Het codevoorbeeld in dit artikel maakt gebruik van de Microsoft Jet OLE DB-provider voor toegang tot het Excel-werkblad. Deze code maakt gebruik van de volgende verbindingsreeks om verbinding te maken met het werkblad:

// Create connection string variable. Modify the "Data Source"
// parameter as appropriate for your environment.
String sConnectionString = "Provider=Microsoft.Jet.OLEDB.4.0;" +
"Data Source=" + Server.MapPath("../ExcelData.xls") + ";" +
"Extended Properties=Excel 8.0;";

Zoals de opmerkingen aangeven, moet u de padinformatie voor het specifieke Excel-werkblad wijzigen. Daarnaast moet u ook de waarde van de Extended Properties parameter instellen om correct verbinding te maken met het bestand.

Notitie

De verbindingsreeks gebruikt de Server.MapPath functie. Deze functie gebruikt een pad dat relatief is ten opzichte van Microsoft Internet Information Services (IIS) naar een bestand en retourneert een pad naar de harde schijf naar dat bestand. In de sectie Excel-voorbeeldwerkblad maken maakt u bijvoorbeeld ExcelData.xls in de hoofdmap van het web, dat zich meestal bevindt in C:\Inetpub\Wwwroot. Hiermee maakt u ook een submap met de naam ExcelCSTest in de map Wwwroot en een bestand met de naam WebForm1.aspx in de _ExcelCSTest_folder.
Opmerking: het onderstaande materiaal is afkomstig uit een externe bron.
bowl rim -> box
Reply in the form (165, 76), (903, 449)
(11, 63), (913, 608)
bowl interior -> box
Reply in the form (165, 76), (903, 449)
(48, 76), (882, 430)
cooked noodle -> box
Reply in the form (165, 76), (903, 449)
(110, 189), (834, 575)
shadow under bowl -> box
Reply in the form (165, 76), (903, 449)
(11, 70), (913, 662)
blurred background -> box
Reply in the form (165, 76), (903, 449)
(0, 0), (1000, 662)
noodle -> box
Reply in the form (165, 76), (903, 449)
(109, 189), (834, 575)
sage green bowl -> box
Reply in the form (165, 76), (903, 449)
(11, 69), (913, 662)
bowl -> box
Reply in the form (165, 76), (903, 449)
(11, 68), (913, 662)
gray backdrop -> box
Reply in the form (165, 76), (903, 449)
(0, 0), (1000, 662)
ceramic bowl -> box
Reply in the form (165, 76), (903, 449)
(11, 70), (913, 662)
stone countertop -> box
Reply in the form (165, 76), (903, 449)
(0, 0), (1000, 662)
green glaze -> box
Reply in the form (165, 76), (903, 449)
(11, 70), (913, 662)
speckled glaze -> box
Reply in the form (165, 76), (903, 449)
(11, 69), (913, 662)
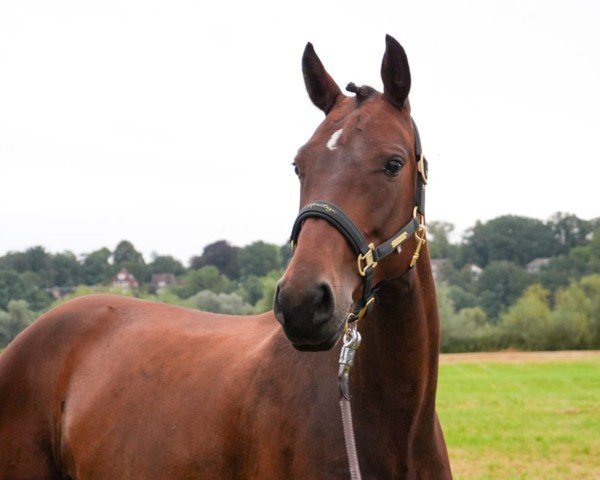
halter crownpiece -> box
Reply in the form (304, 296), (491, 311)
(291, 119), (428, 323)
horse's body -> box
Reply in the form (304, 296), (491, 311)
(0, 35), (450, 480)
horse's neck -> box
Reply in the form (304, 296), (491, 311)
(351, 255), (439, 454)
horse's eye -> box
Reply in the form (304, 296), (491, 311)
(292, 162), (300, 176)
(383, 157), (404, 176)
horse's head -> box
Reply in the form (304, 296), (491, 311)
(274, 35), (418, 350)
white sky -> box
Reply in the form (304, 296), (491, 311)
(0, 0), (600, 262)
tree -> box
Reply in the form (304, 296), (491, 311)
(548, 212), (592, 255)
(499, 284), (552, 350)
(83, 247), (112, 285)
(112, 240), (148, 283)
(0, 268), (28, 310)
(255, 272), (279, 313)
(238, 241), (282, 277)
(148, 254), (185, 275)
(189, 290), (253, 315)
(0, 268), (52, 310)
(460, 215), (555, 267)
(173, 265), (233, 298)
(477, 261), (533, 322)
(0, 246), (54, 287)
(427, 221), (454, 258)
(51, 252), (84, 287)
(0, 300), (35, 347)
(191, 240), (240, 280)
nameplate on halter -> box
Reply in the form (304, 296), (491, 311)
(392, 232), (408, 248)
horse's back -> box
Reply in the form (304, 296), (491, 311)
(0, 295), (278, 479)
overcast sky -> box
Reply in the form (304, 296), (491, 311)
(0, 0), (600, 261)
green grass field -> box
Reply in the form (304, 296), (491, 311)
(438, 355), (600, 480)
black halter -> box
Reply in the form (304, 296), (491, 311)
(291, 119), (428, 322)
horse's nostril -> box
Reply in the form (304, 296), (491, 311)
(273, 282), (335, 328)
(315, 282), (334, 323)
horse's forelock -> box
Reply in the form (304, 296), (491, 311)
(346, 82), (377, 107)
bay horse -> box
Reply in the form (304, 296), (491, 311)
(0, 36), (451, 480)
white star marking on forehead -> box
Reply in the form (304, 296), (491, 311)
(327, 128), (344, 150)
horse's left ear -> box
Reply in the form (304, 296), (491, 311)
(302, 42), (344, 115)
(381, 35), (410, 109)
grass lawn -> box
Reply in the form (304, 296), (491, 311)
(438, 354), (600, 480)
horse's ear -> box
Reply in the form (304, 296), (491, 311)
(302, 42), (343, 115)
(381, 35), (410, 109)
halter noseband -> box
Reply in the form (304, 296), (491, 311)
(291, 119), (428, 322)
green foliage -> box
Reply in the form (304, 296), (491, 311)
(51, 252), (84, 287)
(238, 241), (282, 277)
(427, 221), (454, 258)
(477, 261), (533, 321)
(189, 288), (253, 315)
(191, 240), (240, 280)
(255, 271), (281, 313)
(173, 265), (234, 298)
(148, 254), (185, 275)
(83, 247), (112, 285)
(0, 268), (52, 310)
(548, 212), (592, 255)
(499, 284), (552, 350)
(0, 300), (35, 347)
(460, 215), (555, 267)
(436, 283), (495, 352)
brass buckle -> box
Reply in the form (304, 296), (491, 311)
(410, 225), (427, 268)
(356, 297), (375, 322)
(417, 154), (428, 185)
(356, 243), (377, 277)
(409, 207), (427, 268)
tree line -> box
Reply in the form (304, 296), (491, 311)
(429, 213), (600, 352)
(0, 213), (600, 351)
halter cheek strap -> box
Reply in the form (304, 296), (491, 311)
(291, 120), (428, 322)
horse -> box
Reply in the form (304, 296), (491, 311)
(0, 35), (451, 480)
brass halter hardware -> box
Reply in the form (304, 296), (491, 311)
(409, 206), (427, 268)
(356, 243), (377, 277)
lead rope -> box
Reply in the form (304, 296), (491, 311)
(338, 321), (362, 480)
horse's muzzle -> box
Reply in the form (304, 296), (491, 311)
(273, 279), (341, 351)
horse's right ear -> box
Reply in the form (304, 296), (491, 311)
(302, 42), (343, 115)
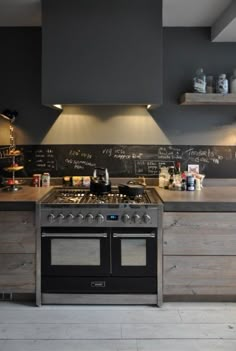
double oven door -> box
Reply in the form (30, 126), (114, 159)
(41, 228), (158, 294)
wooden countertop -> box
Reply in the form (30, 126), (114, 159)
(155, 186), (236, 212)
(0, 185), (53, 202)
(0, 185), (53, 211)
(0, 185), (236, 212)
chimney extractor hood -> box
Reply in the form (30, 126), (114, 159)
(42, 0), (162, 105)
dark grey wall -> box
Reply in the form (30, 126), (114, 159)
(0, 27), (58, 144)
(42, 0), (162, 105)
(153, 28), (236, 145)
(0, 28), (236, 145)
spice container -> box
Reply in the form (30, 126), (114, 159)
(32, 173), (41, 187)
(193, 68), (206, 94)
(216, 73), (229, 94)
(187, 176), (195, 191)
(42, 172), (50, 187)
(230, 69), (236, 94)
(206, 76), (215, 94)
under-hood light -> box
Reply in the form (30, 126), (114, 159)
(53, 104), (63, 110)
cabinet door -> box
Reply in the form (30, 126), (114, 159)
(163, 256), (236, 298)
(163, 212), (236, 256)
(0, 211), (36, 293)
(163, 212), (236, 299)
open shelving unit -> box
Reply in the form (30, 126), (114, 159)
(180, 93), (236, 105)
(0, 114), (24, 191)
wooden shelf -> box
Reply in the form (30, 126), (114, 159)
(180, 93), (236, 105)
(4, 166), (24, 172)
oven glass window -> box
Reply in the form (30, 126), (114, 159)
(121, 239), (147, 266)
(51, 238), (101, 266)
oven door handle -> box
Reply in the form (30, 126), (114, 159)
(113, 233), (156, 239)
(42, 232), (107, 238)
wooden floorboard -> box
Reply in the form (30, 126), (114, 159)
(0, 302), (236, 351)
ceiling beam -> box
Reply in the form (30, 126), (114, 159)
(211, 0), (236, 42)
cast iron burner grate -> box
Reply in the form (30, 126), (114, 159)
(43, 189), (151, 204)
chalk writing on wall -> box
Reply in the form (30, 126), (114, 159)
(4, 145), (236, 178)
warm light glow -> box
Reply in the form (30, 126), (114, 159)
(42, 105), (170, 145)
(0, 113), (11, 121)
(53, 104), (62, 110)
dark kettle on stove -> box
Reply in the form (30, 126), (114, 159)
(90, 167), (111, 195)
(118, 182), (145, 197)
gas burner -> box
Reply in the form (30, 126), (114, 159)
(42, 188), (162, 205)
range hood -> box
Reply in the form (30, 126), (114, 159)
(42, 0), (162, 105)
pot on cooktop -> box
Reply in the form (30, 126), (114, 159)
(90, 167), (111, 195)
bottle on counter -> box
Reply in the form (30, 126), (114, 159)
(230, 69), (236, 94)
(216, 73), (229, 94)
(42, 172), (50, 187)
(206, 76), (215, 94)
(186, 175), (195, 191)
(193, 68), (206, 94)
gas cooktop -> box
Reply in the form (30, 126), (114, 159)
(41, 188), (162, 205)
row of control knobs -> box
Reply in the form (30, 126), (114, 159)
(47, 213), (151, 224)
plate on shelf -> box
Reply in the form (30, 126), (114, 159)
(4, 166), (24, 172)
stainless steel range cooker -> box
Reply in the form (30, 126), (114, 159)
(37, 188), (162, 306)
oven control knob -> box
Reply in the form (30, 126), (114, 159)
(48, 213), (56, 223)
(95, 213), (105, 224)
(143, 213), (152, 224)
(85, 213), (93, 224)
(121, 213), (130, 223)
(57, 213), (65, 223)
(76, 213), (84, 223)
(132, 213), (141, 224)
(66, 213), (75, 223)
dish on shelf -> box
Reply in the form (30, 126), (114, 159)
(4, 166), (24, 172)
(9, 150), (21, 156)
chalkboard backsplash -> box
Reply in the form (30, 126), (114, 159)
(0, 145), (236, 178)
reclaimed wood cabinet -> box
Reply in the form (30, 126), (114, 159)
(163, 212), (236, 301)
(0, 211), (36, 293)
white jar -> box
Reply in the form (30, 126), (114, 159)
(216, 73), (229, 94)
(230, 69), (236, 94)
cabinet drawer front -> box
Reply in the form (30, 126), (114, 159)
(0, 230), (36, 254)
(0, 211), (35, 233)
(0, 254), (35, 275)
(0, 274), (35, 293)
(0, 254), (35, 293)
(163, 228), (236, 256)
(163, 213), (236, 255)
(0, 211), (36, 253)
(163, 212), (236, 230)
(163, 256), (236, 295)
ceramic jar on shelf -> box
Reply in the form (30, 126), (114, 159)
(216, 73), (229, 94)
(230, 69), (236, 94)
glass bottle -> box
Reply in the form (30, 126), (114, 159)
(216, 73), (229, 94)
(193, 68), (206, 94)
(230, 68), (236, 94)
(206, 76), (214, 94)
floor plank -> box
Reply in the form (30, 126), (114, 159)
(121, 323), (236, 340)
(0, 307), (181, 324)
(0, 340), (137, 351)
(0, 302), (236, 351)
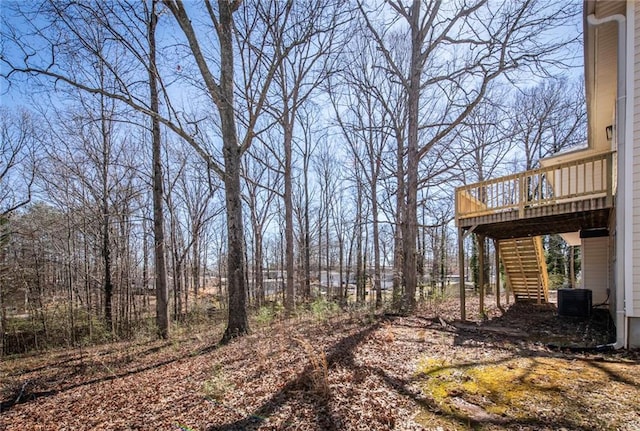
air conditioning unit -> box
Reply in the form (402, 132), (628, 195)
(558, 289), (593, 317)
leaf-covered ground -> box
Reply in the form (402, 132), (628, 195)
(0, 299), (640, 431)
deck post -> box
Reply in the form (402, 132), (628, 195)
(458, 227), (467, 321)
(605, 153), (613, 207)
(493, 238), (502, 310)
(476, 235), (486, 317)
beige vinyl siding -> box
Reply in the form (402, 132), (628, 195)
(589, 1), (625, 151)
(627, 0), (640, 316)
(582, 236), (609, 304)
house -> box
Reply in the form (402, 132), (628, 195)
(456, 0), (640, 348)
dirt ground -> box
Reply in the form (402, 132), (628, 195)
(0, 298), (640, 431)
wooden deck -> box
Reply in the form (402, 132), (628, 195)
(456, 152), (615, 239)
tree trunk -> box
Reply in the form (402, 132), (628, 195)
(148, 0), (169, 339)
(218, 0), (249, 342)
(282, 116), (295, 316)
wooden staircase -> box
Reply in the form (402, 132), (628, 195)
(499, 236), (549, 304)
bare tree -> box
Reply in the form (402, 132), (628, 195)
(508, 78), (587, 170)
(358, 0), (575, 309)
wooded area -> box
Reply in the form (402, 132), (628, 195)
(0, 0), (586, 354)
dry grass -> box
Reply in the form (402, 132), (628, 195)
(294, 338), (329, 397)
(0, 298), (640, 431)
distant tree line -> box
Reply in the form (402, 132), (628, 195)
(0, 0), (585, 352)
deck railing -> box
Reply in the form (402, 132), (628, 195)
(456, 152), (615, 220)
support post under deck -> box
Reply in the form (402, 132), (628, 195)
(458, 227), (467, 321)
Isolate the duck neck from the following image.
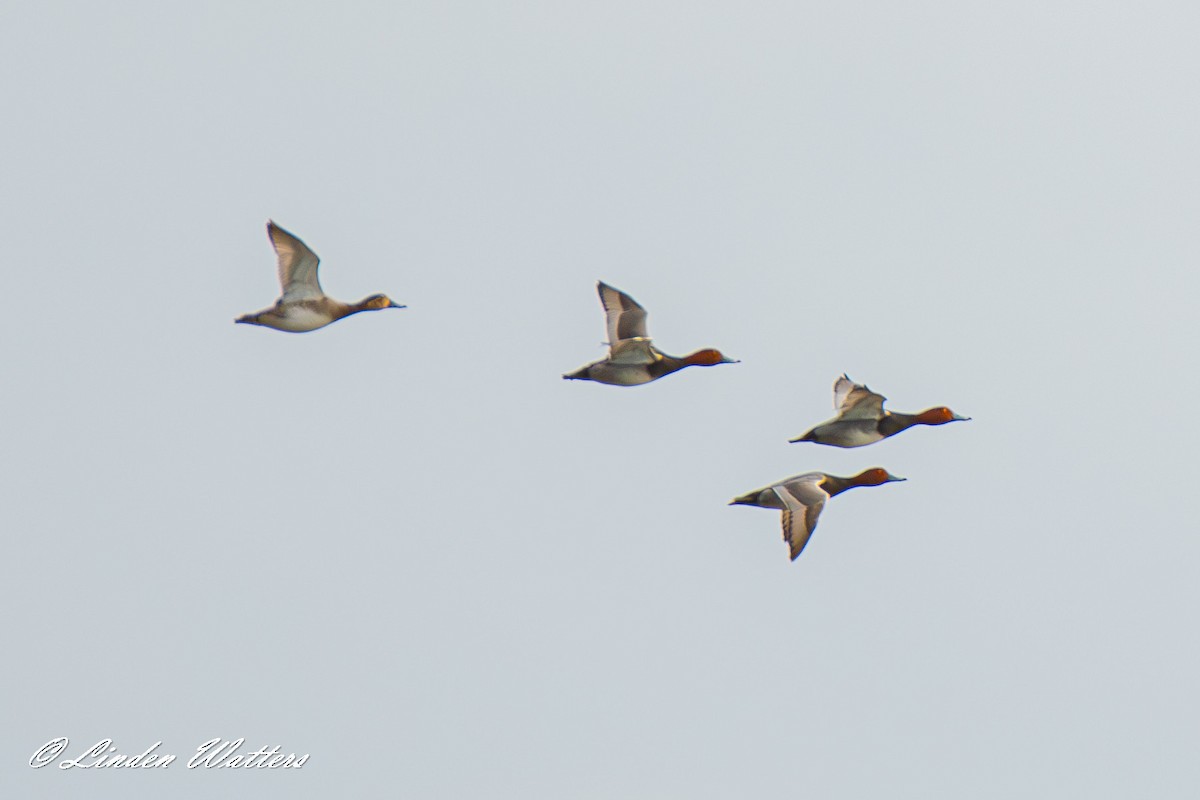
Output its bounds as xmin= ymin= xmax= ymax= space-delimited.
xmin=821 ymin=475 xmax=858 ymax=498
xmin=646 ymin=355 xmax=691 ymax=378
xmin=880 ymin=411 xmax=920 ymax=437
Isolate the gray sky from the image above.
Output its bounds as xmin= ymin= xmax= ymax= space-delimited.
xmin=0 ymin=0 xmax=1200 ymax=800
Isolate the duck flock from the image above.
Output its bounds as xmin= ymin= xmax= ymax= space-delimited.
xmin=234 ymin=215 xmax=971 ymax=560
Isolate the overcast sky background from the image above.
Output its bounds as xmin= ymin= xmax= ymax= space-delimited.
xmin=0 ymin=0 xmax=1200 ymax=799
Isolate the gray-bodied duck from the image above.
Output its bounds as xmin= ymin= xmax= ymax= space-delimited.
xmin=730 ymin=467 xmax=905 ymax=561
xmin=234 ymin=219 xmax=404 ymax=333
xmin=788 ymin=375 xmax=971 ymax=447
xmin=563 ymin=281 xmax=737 ymax=386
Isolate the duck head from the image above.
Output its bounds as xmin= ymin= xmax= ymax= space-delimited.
xmin=359 ymin=294 xmax=407 ymax=311
xmin=684 ymin=348 xmax=740 ymax=367
xmin=850 ymin=467 xmax=908 ymax=486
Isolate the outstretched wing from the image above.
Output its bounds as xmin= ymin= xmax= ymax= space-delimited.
xmin=833 ymin=375 xmax=887 ymax=420
xmin=596 ymin=281 xmax=649 ymax=347
xmin=266 ymin=221 xmax=325 ymax=302
xmin=608 ymin=339 xmax=662 ymax=365
xmin=772 ymin=474 xmax=829 ymax=561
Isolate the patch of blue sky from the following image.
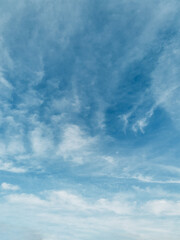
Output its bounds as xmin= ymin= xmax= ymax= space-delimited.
xmin=0 ymin=0 xmax=180 ymax=240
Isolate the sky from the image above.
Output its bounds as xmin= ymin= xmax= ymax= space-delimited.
xmin=0 ymin=0 xmax=180 ymax=240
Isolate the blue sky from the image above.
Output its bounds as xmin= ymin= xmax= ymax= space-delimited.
xmin=0 ymin=0 xmax=180 ymax=240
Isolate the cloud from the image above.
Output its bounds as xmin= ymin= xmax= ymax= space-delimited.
xmin=0 ymin=161 xmax=27 ymax=173
xmin=56 ymin=125 xmax=97 ymax=164
xmin=1 ymin=182 xmax=20 ymax=191
xmin=144 ymin=199 xmax=180 ymax=216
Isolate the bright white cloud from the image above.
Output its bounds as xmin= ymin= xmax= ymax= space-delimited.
xmin=1 ymin=182 xmax=20 ymax=191
xmin=0 ymin=161 xmax=27 ymax=173
xmin=57 ymin=125 xmax=97 ymax=163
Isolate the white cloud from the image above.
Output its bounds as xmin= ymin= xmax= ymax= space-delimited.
xmin=30 ymin=127 xmax=53 ymax=156
xmin=1 ymin=182 xmax=20 ymax=191
xmin=144 ymin=199 xmax=180 ymax=216
xmin=57 ymin=125 xmax=97 ymax=163
xmin=0 ymin=160 xmax=27 ymax=173
xmin=5 ymin=193 xmax=47 ymax=207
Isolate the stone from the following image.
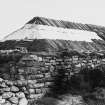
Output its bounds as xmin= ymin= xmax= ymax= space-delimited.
xmin=18 ymin=98 xmax=28 ymax=105
xmin=3 ymin=87 xmax=10 ymax=92
xmin=33 ymin=83 xmax=44 ymax=88
xmin=3 ymin=101 xmax=12 ymax=105
xmin=29 ymin=89 xmax=35 ymax=94
xmin=16 ymin=92 xmax=25 ymax=98
xmin=27 ymin=80 xmax=37 ymax=84
xmin=6 ymin=81 xmax=13 ymax=86
xmin=17 ymin=80 xmax=23 ymax=86
xmin=35 ymin=74 xmax=44 ymax=79
xmin=36 ymin=89 xmax=42 ymax=94
xmin=9 ymin=97 xmax=18 ymax=104
xmin=0 ymin=78 xmax=3 ymax=82
xmin=11 ymin=86 xmax=19 ymax=92
xmin=0 ymin=97 xmax=5 ymax=105
xmin=0 ymin=82 xmax=8 ymax=88
xmin=2 ymin=92 xmax=15 ymax=99
xmin=30 ymin=94 xmax=43 ymax=100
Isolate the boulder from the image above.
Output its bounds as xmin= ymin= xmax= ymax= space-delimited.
xmin=18 ymin=98 xmax=28 ymax=105
xmin=9 ymin=97 xmax=18 ymax=104
xmin=3 ymin=87 xmax=10 ymax=92
xmin=16 ymin=92 xmax=25 ymax=98
xmin=0 ymin=96 xmax=5 ymax=105
xmin=11 ymin=86 xmax=19 ymax=92
xmin=2 ymin=92 xmax=15 ymax=99
xmin=3 ymin=101 xmax=12 ymax=105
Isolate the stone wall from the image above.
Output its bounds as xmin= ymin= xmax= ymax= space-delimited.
xmin=2 ymin=51 xmax=103 ymax=100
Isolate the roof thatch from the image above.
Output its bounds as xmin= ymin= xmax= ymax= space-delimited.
xmin=27 ymin=17 xmax=105 ymax=40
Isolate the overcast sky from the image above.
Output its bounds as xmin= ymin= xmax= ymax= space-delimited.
xmin=0 ymin=0 xmax=105 ymax=39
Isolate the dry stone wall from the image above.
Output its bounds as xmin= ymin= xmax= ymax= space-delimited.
xmin=1 ymin=54 xmax=80 ymax=100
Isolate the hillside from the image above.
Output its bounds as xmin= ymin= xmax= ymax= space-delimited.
xmin=3 ymin=17 xmax=105 ymax=41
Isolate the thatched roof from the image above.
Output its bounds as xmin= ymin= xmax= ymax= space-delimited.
xmin=27 ymin=17 xmax=105 ymax=40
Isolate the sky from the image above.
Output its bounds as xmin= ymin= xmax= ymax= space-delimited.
xmin=0 ymin=0 xmax=105 ymax=40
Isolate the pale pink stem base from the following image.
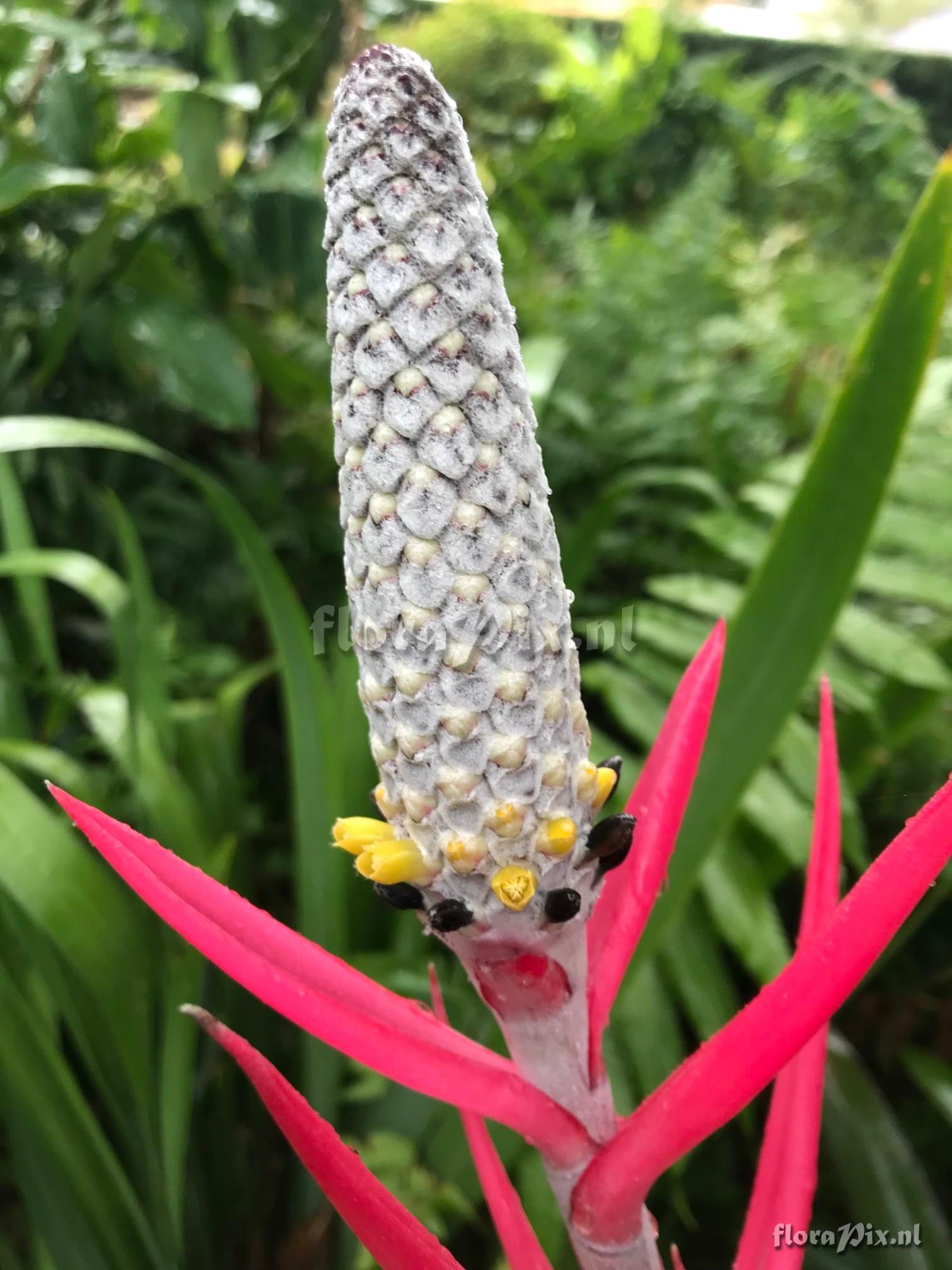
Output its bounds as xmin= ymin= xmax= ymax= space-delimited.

In dit voorbeeld is het bestandspad op de harde schijf als C:\Inetpub\Wwwroot\ExcelCSTestvolgt. Wwwroot bevat ExcelData.xls, ExcelCSTest bevat WebForm1.aspx.

Het IIS-pad naar de bestanden is vergelijkbaar C:\Web Root\ExcelCSTest. Webhoofdmap bevat ExcelData.xls, ExcelCSTest bevat WebForm1.aspx.

In dit geval is het relatieve pad van de WebForm1.aspx pagina naar het ExcelData.xls bestand .. /ExcelData.xls. De .. / tekens informeren IIS om één mapniveau op te gaan. De code Server.MapPath("../ExcelData.xls") retourneert dus de volgende tekenreeks:

C:\Inetpub\Wwwroot\ExcelData.xls

U hoeft deze niet te gebruiken Server.MapPath. U kunt deze informatie ook in code schrijven naar een specifiek pad of u kunt elke methode gebruiken om de locatie van het Excel-bestand op de harde schijf op te geven.

Verwijzingen

Zie How To Populate a DataSet Object from a Database by Using Visual C# .NET (Een DataSet-object uit een database vullen met behulp van Visual C# .NET) voor meer informatie over het gebruik van ADO.NET

Notitie

De voorbeeldbedrijven, organisaties, producten, domeinnamen, e-mailadressen, logo's, personen, plaatsen en gebeurtenissen die hier worden weergegeven, zijn fictief. Geen koppeling met een echt bedrijf, organisatie, product, domeinnaam, e-mailadres, logo, persoon, plaatsen of gebeurtenissen is bedoeld of moet worden afgeleid.